Over my years of training, I’ve always been a traditional martial artist. Before I began training in Aikido under a master instructor who had been a live-in student of the founder, I trained in Okinawan Shorin-Ryu karate under a high-ranking teacher who took the tradition seriously.
Being traditional carries with it some expectation of male-like behavior, particularly, but not exclusively, in schools with male instructors. After spending years of my life in marching band — where we put up our hair under our hats so we didn’t look like women — and going to law school back when only a few women did that, I was used to being a woman who could be one of the boys when I stumbled into martial arts.
Sort of. I mean, I never completely fit in, but I also refused to be pushed out.
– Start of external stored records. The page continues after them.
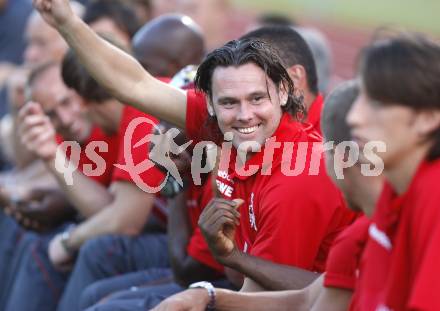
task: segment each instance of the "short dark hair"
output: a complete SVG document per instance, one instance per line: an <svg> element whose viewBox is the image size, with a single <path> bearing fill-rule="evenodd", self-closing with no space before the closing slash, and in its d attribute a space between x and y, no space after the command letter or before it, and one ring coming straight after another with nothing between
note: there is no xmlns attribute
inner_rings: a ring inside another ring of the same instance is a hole
<svg viewBox="0 0 440 311"><path fill-rule="evenodd" d="M88 2L83 20L91 24L101 18L110 18L130 38L140 28L133 7L121 0L92 0Z"/></svg>
<svg viewBox="0 0 440 311"><path fill-rule="evenodd" d="M310 91L318 93L318 75L312 51L296 30L288 26L264 26L241 37L251 38L265 41L274 47L286 67L303 66Z"/></svg>
<svg viewBox="0 0 440 311"><path fill-rule="evenodd" d="M325 99L321 114L321 128L325 141L333 141L335 145L350 141L350 127L345 120L359 95L359 83L350 80L338 85Z"/></svg>
<svg viewBox="0 0 440 311"><path fill-rule="evenodd" d="M86 100L100 103L112 98L112 96L92 78L73 50L69 50L66 55L64 55L61 66L61 76L69 88L74 89Z"/></svg>
<svg viewBox="0 0 440 311"><path fill-rule="evenodd" d="M420 34L374 42L362 51L359 71L368 96L383 105L440 109L440 45ZM428 158L440 157L440 128L428 138Z"/></svg>
<svg viewBox="0 0 440 311"><path fill-rule="evenodd" d="M209 53L200 64L194 80L196 89L204 92L212 100L212 75L217 67L241 66L253 63L260 67L277 87L283 86L288 93L287 104L282 109L292 116L304 113L304 106L295 97L295 86L280 58L264 41L245 39L233 40Z"/></svg>
<svg viewBox="0 0 440 311"><path fill-rule="evenodd" d="M290 16L279 13L265 13L260 15L257 22L264 26L296 26L296 22Z"/></svg>

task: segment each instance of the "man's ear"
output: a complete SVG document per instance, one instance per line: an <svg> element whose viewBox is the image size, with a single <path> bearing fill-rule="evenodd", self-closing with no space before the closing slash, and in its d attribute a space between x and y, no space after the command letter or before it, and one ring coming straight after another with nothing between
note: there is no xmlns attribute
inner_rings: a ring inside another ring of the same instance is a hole
<svg viewBox="0 0 440 311"><path fill-rule="evenodd" d="M418 113L417 131L421 137L426 137L440 128L440 110L426 110Z"/></svg>
<svg viewBox="0 0 440 311"><path fill-rule="evenodd" d="M206 108L208 109L208 114L211 117L215 116L215 110L214 110L214 106L212 104L212 100L209 98L209 96L206 96Z"/></svg>
<svg viewBox="0 0 440 311"><path fill-rule="evenodd" d="M285 106L287 104L287 100L289 99L289 94L283 83L280 84L280 89L278 90L278 94L280 97L280 106Z"/></svg>
<svg viewBox="0 0 440 311"><path fill-rule="evenodd" d="M293 65L287 69L290 79L292 79L295 88L304 90L307 86L306 70L301 65Z"/></svg>

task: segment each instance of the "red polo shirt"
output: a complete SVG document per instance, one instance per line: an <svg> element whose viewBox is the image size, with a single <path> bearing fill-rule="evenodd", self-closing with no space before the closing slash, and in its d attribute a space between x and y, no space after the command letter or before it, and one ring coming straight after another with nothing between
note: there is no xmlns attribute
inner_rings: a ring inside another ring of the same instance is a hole
<svg viewBox="0 0 440 311"><path fill-rule="evenodd" d="M310 105L309 111L307 112L306 123L310 124L314 130L316 130L320 135L321 132L321 111L324 107L324 97L318 94Z"/></svg>
<svg viewBox="0 0 440 311"><path fill-rule="evenodd" d="M403 195L385 186L353 310L440 310L439 176L440 160L425 162Z"/></svg>
<svg viewBox="0 0 440 311"><path fill-rule="evenodd" d="M122 113L122 119L119 126L119 151L118 151L118 164L129 164L132 159L134 165L138 165L141 162L148 159L149 144L146 143L142 146L134 147L137 142L143 139L145 136L153 133L153 126L147 122L139 123L138 126L132 126L130 123L137 118L143 118L150 120L153 124L157 124L156 118L143 113L130 106L124 106ZM128 127L132 127L133 131L128 130ZM131 134L131 135L130 135ZM131 154L131 157L130 157ZM130 174L131 172L131 174ZM163 181L164 174L156 167L153 166L147 170L143 170L139 174L134 173L134 170L121 169L115 167L113 172L113 181L123 180L129 182L135 182L134 177L139 176L141 182L151 187L160 185Z"/></svg>
<svg viewBox="0 0 440 311"><path fill-rule="evenodd" d="M153 132L153 126L148 122L141 122L137 126L133 126L134 123L132 122L136 122L138 118L141 118L139 120L150 120L152 124L158 122L157 119L137 109L130 106L124 107L118 132L118 165L116 165L113 170L112 181L127 181L135 183L138 187L157 187L162 183L165 175L156 166L142 169L139 174L135 172L133 168L126 167L123 169L120 166L127 164L140 165L142 162L145 163L148 160L149 144L146 143L138 147L135 147L135 145L145 136ZM153 213L160 220L165 222L167 219L166 208L164 208L164 204L158 194L157 197L153 207Z"/></svg>
<svg viewBox="0 0 440 311"><path fill-rule="evenodd" d="M61 144L63 141L65 141L61 135L57 135L56 140L58 144ZM100 151L97 147L93 147L93 144L96 142L104 142L105 144L107 144L108 150L104 152ZM90 148L90 150L88 148ZM86 150L88 152L93 150L93 152L104 161L105 170L102 174L97 174L96 176L91 175L89 177L107 187L110 185L112 179L114 169L113 164L116 163L116 159L118 157L118 149L118 135L106 135L98 126L94 126L92 128L90 136L81 146L78 169L84 173L84 168L87 165L90 166L93 171L96 171L98 164L103 165L103 163L96 162L98 159L95 158L95 155L90 156L90 154L86 154ZM67 150L66 156L70 157L70 149Z"/></svg>
<svg viewBox="0 0 440 311"><path fill-rule="evenodd" d="M204 96L188 91L186 130L191 139L206 139L206 115ZM315 174L309 174L310 169L313 171L313 143L321 144L315 133L308 133L284 114L273 135L282 147L274 149L270 161L263 161L262 150L246 163L246 168L259 165L251 176L243 176L235 169L234 156L227 171L219 170L219 191L228 199L244 200L236 237L241 250L280 264L324 270L330 245L353 221L354 214L346 209L340 192L326 175L322 154L315 163L319 164ZM300 142L307 147L304 169L297 176L286 176L281 168L286 164L295 167L292 159L298 148L294 148L292 157L284 159L283 147ZM269 166L261 169L263 162L272 167L270 174Z"/></svg>
<svg viewBox="0 0 440 311"><path fill-rule="evenodd" d="M370 219L362 216L335 239L325 268L325 287L354 291L369 225Z"/></svg>

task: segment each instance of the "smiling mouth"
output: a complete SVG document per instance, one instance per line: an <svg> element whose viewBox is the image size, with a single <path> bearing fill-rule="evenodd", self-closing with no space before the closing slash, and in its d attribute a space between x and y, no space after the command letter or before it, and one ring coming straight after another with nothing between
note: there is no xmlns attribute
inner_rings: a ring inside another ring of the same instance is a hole
<svg viewBox="0 0 440 311"><path fill-rule="evenodd" d="M235 130L237 130L241 134L252 134L255 132L261 125L255 125L251 127L236 127Z"/></svg>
I did train for a short while in an all-woman karate school, but at the time I felt strongly that I had to train with men if I was going to be able to fight them. These days I think I was wrong about that.
Last week I went to the National Women’s Martial Arts Federation special training camp, the first time I’d been since the early 1980s. I was very junior before; this time I went as a trainer.
I also went as someone who did empowerment self defense training last year with ESD Global. That is, I went as someone focused on women and all others raised as girls recognizing and claiming their power.
Because that’s what matters to me these days. That’s why I got into martial arts in the first place. I knew I had power, but I didn’t know how it worked. Learning with my body that I could fight was an important step for me. (Most of us who are raised as girls learn the lie of physical inferiority with our bodies from an early age and need to do something physical to upend it.)
So while part of me is still skeptical about those who go too far afield of the traditional martial arts, a growing part of me is embracing the idea that women can forge their own arts, building on what came before them but incorporating what they need into the mix.
At camp I spoke to some women who studied Shorin-Ryu. Their teachers did not like the idea of them coming to camp and training with those who do other arts, especially more hybrid, non-traditional arts. One person told me that her teacher would let her teach self-defense as long as she taught it as traditional karate.
One thing I am sure of: you can’t teach self-defense without deviating from traditional martial arts. A lot of women find the traditional dojo very uncomfortable (I love it and so do most of the women martial artists I know, but we are not the usual crowd). And traditional martial arts do not include all the skills or considerations that are important for women in self-defense training. There is no way you can teach a good self-defense class if you’re limited to just the punches, kicks, and blocks of basic karate.
I also had the opportunity to listen to a talk by Maryam Aziz, a martial artist who is finishing up a history dissertation on martial arts and the Black Panther party. She made me realize how African Americans took up Asian martial arts and made them their own. They also turned to martial traditions from different parts of Africa.
Although women have always fought, we don’t have a lot of traditional women warrior narratives to build on. The Amazons and the women soldiers of Dahomey are the most well known. There are a lot of stories about individual women joining armies, usually disguised as men. However, it is a fact that women are perfectly capable of fighting.
Women need to assert their own power and develop their own systems. To some extent, that’s what we do with empowerment self defense, but it can be expanded to more of the martial arts.
The changes may have more to do with attitudes about what women can do, though there is also the opportunity to focus an art on the ways women excel physically. We might also build traditions that deliberately integrate compassion with discipline.
It’s a fascinating challenge for the next generation of women in the martial arts. I look forward to their future.